# Training models on Fluxnet data

To create fluxnet models efficiently, we created a workflow runner. 

After specifying some directories, which datasets you want to include, and which labels from these datasets you'd want to use, you can run the workflow.

We'll start by importing the necessary modules and setting up Dask:

In [1]:
from pathlib import Path

from dask.distributed import Client

from excited_workflow.train_fluxnet_models import FluxnetExperiment
from excited_workflow.train_fluxnet_models import calculate_era5_derived_vars
from excited_workflow.train_fluxnet_models import collect_training_data
from excited_workflow.train_fluxnet_models import run_workflow


client = Client(n_workers=2, threads_per_worker=2)
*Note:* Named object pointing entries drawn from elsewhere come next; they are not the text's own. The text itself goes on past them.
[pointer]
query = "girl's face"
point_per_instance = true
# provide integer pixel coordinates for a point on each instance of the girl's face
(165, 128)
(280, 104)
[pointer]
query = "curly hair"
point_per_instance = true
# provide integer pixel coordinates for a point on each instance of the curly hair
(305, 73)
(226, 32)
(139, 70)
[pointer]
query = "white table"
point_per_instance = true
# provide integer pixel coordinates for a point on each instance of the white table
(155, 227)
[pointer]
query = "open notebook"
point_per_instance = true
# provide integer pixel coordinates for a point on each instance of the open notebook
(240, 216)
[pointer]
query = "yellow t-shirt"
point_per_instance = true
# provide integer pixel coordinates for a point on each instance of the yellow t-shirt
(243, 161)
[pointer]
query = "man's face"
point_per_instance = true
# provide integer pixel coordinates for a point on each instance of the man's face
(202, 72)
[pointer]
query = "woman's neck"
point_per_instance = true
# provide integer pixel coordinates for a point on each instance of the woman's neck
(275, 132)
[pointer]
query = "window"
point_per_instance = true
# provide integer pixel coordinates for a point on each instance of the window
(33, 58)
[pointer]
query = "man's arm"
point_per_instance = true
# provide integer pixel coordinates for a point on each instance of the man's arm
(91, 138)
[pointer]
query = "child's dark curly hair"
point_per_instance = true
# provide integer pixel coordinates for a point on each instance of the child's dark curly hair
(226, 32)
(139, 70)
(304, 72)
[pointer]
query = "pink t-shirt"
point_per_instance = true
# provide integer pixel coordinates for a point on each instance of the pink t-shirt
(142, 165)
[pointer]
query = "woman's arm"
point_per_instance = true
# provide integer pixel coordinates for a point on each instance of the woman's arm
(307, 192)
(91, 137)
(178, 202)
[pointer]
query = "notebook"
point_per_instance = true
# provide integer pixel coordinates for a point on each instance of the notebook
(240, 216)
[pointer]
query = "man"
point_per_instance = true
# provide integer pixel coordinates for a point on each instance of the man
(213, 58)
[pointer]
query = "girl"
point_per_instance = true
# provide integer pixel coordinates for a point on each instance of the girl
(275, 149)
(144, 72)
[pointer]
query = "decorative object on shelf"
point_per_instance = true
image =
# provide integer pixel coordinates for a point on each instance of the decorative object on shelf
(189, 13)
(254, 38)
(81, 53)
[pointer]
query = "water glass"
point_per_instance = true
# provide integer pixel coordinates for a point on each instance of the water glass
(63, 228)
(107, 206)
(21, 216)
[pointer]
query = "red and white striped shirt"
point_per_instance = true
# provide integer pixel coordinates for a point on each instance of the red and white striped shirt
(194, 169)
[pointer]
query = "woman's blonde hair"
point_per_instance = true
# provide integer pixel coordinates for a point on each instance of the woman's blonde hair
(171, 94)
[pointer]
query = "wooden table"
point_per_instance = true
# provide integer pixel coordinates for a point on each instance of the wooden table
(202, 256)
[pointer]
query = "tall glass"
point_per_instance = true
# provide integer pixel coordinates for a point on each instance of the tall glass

Next we have to define some directories:

- where is the pre-processed fluxnet data stored?
- where should the pre-processed ERA5 data be stored?
- where do you want the trained models to be written to?

Additionally, you have to define which additional (monthly) datasets are required:

In [2]:
ameriflux_file = Path("/data/volume_2/NEE_ameriflux_transcom2.nc")
preprocessed_dir = Path("/data/volume_2/preprocessed_site_data")
output_directory = Path("/data/volume_2/trained_models")

additional_datasets = [
    "biomass",
    "spei",
    "modis",
]

If you want to know which variables will be available when you run this workflow, you can load the dataset that the workflow uses.
Note that loading in all this data takes some time, especially if the ERA5 data has not been pre-processed yet.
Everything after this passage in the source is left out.